Mike Ridley's rebound of Scott Stevens' shot with 4:37 remaining brought a winning touch to a somewhat embarrassing evening for the Washington Capitals last night as they defeated the U.S. Olympic team, 3-2, at Capital Centre.

Limited to 11 shots over two periods, the Capitals unloaded 14 in the third at Olympic goalie Mike Richter of Wisconsin, who once played for Philadelphia's Little Flyers. When Ridley broke through, it was almost a sense of relief for a Washington team that heard some very early season boos from the crowd of 11,336.

There were nothing but cheers, however, for Bengt Gustafsson, who made his first appearance in a Washington uniform since March 1986 and participated in all three scores. He and linemates Ridley and Dave Christian each netted a goal.

"It's great to have the fans behind you," Gustafsson said. "That's what you want to hear. I hope they're happy I'm back, because I'm very happy to be here. It's good to get a good start, because people expect a lot of me. It would be tough to get behind the 8-ball and have to work my way up.

"For us to play that well together after just two days practicing with each other says something. We should get a good flow going. I hadn't played for 2 1/2 weeks and it was tough in the second period. I struggled, but once I got my second wind I came back all right."

The entire team struggled through the second period, which might have been the Capitals' worst 20-minute stretch in a decade. They managed only three shots -- the third coming at the buzzer -- and were dreadful in four power-play chances.

Early in the period, which began with Washington nursing a 2-1 lead, Olympian Kevin Stevens of Boston College was penalized for holding. He complained so vehemently that referee Dan Marouelli tacked on an extra minor for unsportsmanlike conduct.

During Washington's four-minute power play, the only two shots were launched by the shorthanded Olympians. On just two occasions were the Capitals able to cross the Olympians' blue line under their own power.

Later, a penalty to Guy Gosselin of Minnesota-Duluth for hooking was followed by a delay penalty to goalie Richter, who flipped the puck over the glass. That put Washington two men up for 72 seconds, but the only shot was a long drive by Stevens. It came at 12:46 and was the Capitals' first of the period.

When the Olympians finally were awarded a power play, with Stevens penalized for kneeing, they pulled into a 2-2 tie on a short-side drive from the right-wing circle by Lane MacDonald of Harvard.

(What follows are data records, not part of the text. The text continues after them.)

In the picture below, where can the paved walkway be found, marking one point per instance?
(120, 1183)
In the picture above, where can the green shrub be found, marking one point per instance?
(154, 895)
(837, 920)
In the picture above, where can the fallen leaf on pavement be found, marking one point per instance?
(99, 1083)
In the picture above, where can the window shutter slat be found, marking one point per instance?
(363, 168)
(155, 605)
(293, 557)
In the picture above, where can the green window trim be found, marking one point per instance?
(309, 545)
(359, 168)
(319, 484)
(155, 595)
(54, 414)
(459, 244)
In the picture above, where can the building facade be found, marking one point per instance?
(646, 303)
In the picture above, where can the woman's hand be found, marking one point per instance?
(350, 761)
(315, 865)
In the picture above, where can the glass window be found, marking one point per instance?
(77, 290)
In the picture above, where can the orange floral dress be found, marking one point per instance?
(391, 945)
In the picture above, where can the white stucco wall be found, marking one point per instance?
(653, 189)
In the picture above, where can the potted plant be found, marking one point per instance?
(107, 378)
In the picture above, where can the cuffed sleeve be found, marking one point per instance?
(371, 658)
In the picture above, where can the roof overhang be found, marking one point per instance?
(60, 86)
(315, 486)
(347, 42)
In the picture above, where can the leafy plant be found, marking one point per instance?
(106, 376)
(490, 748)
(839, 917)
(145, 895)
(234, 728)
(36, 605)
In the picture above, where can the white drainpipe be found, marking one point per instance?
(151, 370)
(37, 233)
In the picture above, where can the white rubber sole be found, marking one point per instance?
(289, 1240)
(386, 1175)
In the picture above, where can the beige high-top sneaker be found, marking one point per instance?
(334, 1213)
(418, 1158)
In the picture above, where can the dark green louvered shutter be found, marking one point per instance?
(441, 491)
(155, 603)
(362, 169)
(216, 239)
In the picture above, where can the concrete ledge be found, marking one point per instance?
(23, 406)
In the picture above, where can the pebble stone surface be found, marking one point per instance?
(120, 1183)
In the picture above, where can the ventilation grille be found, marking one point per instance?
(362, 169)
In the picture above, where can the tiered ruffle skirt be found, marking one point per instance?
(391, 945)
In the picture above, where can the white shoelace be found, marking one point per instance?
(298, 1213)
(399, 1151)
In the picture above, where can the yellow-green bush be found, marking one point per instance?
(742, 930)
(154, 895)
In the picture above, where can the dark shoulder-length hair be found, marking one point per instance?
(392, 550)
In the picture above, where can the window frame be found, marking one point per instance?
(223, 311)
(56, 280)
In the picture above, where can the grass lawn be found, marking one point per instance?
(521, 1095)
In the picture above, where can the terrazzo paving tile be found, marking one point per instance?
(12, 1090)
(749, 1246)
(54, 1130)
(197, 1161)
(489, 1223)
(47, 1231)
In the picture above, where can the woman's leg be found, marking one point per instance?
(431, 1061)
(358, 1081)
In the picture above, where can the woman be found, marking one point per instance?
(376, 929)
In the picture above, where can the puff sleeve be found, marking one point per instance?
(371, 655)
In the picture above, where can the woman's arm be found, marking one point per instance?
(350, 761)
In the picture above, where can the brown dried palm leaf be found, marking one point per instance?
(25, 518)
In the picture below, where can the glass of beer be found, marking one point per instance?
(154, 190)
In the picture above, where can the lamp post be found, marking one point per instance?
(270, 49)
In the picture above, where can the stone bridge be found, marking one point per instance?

The score stayed that way through the first 15 minutes of the third period. Overlapping penalties to Lou Franceschetti and Garry Galley gave the Olympians a two-man advantage for 75 seconds and Stevens was without a stick much of that time. But he, Gustafsson and Rod Langway killed off the penalties and the Capitals were in control until Ridley finally won it.

The Olympians tested Washington goalie Pete Peeters only 17 times, a mere four in the third period. Except for Kevin Miller of Michigan State, the brother of Capital Kelly Miller, they seemed more anxious to pass than shoot.

Miller, by far the best of the Olympians, scored a first-period goal and Peeters made sensational saves with blocker and glove to stop him on two other occasions.

"I thought they played very well, but they had a lot of good chances to shoot at the net and they didn't take them," Peeters said. "If they had taken more shots, maybe the outcome would have been different.

"I couldn't believe that in some situations they didn't shoot. They'd have the defense backed in on top of me and they'd be looking for the pass. Maybe they want to play European style and they're preparing for the games on the big Olympic ice, but no matter where they play, if they don't shoot, they won't score."

One of Peeters' better saves came on Steve Leach's second-period deflection of a drive by Jeff Norton of Michigan. Leach is on loan from the Capitals and he probably was more disappointed than most by the Olympians' fourth straight one-goal loss against NHL opposition.

"It's pretty frustrating, because we've been playing so well," Leach said. "We're not finishing off. We're passing off rather than shooting -- it's been the case for the whole NHL tour. We're just trying to be too fine too early, that's what it boils down to."

The Capitals evened their exhibition record at 2-2-1, but besides showing some rough spots on offense, they were hit in the injury department, winger Greg Adams departing in the second period with a hyperextended right elbow. Adams checked defender Scott Young of Boston University, spun off him and banged the elbow on the boards.

"I hit the kid and bounced against the boards," said Adams, who will be checked out today. "Right away, I knew I'd hurt something. I haven't been injured a lot, so it was a funny feeling, but I knew that instant something was wrong."